YCSB/hbase2
Beata Sudi a2d512771a
[hbase2] HBase server side value filtering for long SCAN operations (#1462)
2020-12-06 21:58:21 -06:00
..
src [hbase2] HBase server side value filtering for long SCAN operations (#1462) 2020-12-06 21:58:21 -06:00
README.md [hbase2] HBase server side value filtering for long SCAN operations (#1462) 2020-12-06 21:58:21 -06:00
pom.xml [hbase] update HBase bindings for eom (#1396) 2020-02-05 11:53:58 -06:00

README.md

HBase (2.y) Driver for YCSB

This driver is a binding for the YCSB facilities to operate against a HBase 2 cluster, using a shaded client that tries to avoid leaking third party libraries.

1. Start a HBase Server

You need to start a single node or a cluster to point the client at. Please see Apache HBase Reference Guide for more details and instructions.

2. Set up YCSB

Download the latest YCSB file. Follow the instructions.

3. Create a HBase table for testing

For best results, use the pre-splitting strategy recommended in HBASE-4163:

hbase(main):001:0> n_splits = 200 # HBase recommends (10 * number of regionservers)
hbase(main):002:0> create 'usertable', 'family', {SPLITS => (1..n_splits).map {|i| "user#{1000+i*(9999-1000)/n_splits}"}}

Failing to do so will cause all writes to initially target a single region server.

4. Run the Workload

Before you can actually run the workload, you need to "load" the data first.

You should specify a HBase config directory(or any other directory containing your hbase-site.xml) and a table name and a column family(-cp is used to set java classpath and -p is used to set various properties).

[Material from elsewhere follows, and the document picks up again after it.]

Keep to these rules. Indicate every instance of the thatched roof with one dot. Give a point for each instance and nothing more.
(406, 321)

bin/ycsb load hbase2 -P workloads/workloada -cp /HBASE-HOME-DIR/conf -p table=usertable -p columnfamily=family

Then, you can run the workload:

bin/ycsb run hbase2 -P workloads/workloada -cp /HBASE-HOME-DIR/conf -p table=usertable -p columnfamily=family

Please see the general instructions in the doc folder if you are not sure how it all works. You can apply additional properties (as seen in the next section) like this:

bin/ycsb run hbase2 -P workloads/workloada -cp /HBASE-HOME-DIR/conf -p table=usertable -p columnfamily=family -p clientbuffering=true

Configuration Options

Following options can be configurable using -p.

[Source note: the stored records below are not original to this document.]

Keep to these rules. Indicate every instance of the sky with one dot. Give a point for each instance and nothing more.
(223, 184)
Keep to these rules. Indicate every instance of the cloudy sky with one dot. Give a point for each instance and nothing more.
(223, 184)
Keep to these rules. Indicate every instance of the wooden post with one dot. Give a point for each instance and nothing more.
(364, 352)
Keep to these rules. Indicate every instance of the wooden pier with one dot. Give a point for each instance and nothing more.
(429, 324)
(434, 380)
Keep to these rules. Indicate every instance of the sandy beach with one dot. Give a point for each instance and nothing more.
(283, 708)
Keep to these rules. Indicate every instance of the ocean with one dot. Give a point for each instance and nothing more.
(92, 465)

  • columnfamily: The HBase column family to target.
  • debug : If true, debugging logs are activated. The default is false.
  • hbase.usepagefilter : If true, HBase PageFilters are used to limit the number of records consumed in a scan operation. The default is true.
  • principal: If testing need to be done against a secure HBase cluster using Kerberos Keytab, this property can be used to pass the principal in the keytab file.
  • keytab: The Kerberos keytab file name and location can be passed through this property.
  • clientbuffering: Whether or not to use client side buffering and batching of write operations. This can significantly improve performance and defaults to true.
  • writebuffersize: The maximum amount, in bytes, of data to buffer on the client side before a flush is forced. The default is 12MB. Only used when clientbuffering is true.
  • durability: Whether or not writes should be appended to the WAL. Bypassing the WAL can improve throughput but data cannot be recovered in the event of a crash. The default is true.
  • hbase.usescanvaluefiltering : If true, the HBase scan operations will be configured to apply server-side filtering on the values during Scan operations. This means that only those records will be returned from HBase, where the values (byte arrays) are greater/less/etc. than the byte array defined in the hbase.scanfiltervalue parameter. The type of the filtering can be set in the hbase.scanfilteroperator parameter. This feature is disabled by default.
  • hbase.scanfilteroperator: specifying the server-side filter operator to use during scan operations. One of the following strings: less_or_equal, greater_or_equal, greater, less, not_equal, equal. The default value is less_or_equal. This parameter is only used, if hbase.usescanvaluefiltering is set to true.
  • hbase.scanfiltervalue: specifying the server-side filter value to use during scan operations. It is defined as a hexadecimal string, will be translated into a byte array. This parameter is only used if hbase.usescanvaluefiltering is set to true. By default it is a 200 long string "7FFFFFF...", as the core workload is defining 100 bytes long random byte arrays as values. Using the default hbase.scanfiltervalue and default hbase.scanfilteroperator will result in the filtering of approximately half of the values.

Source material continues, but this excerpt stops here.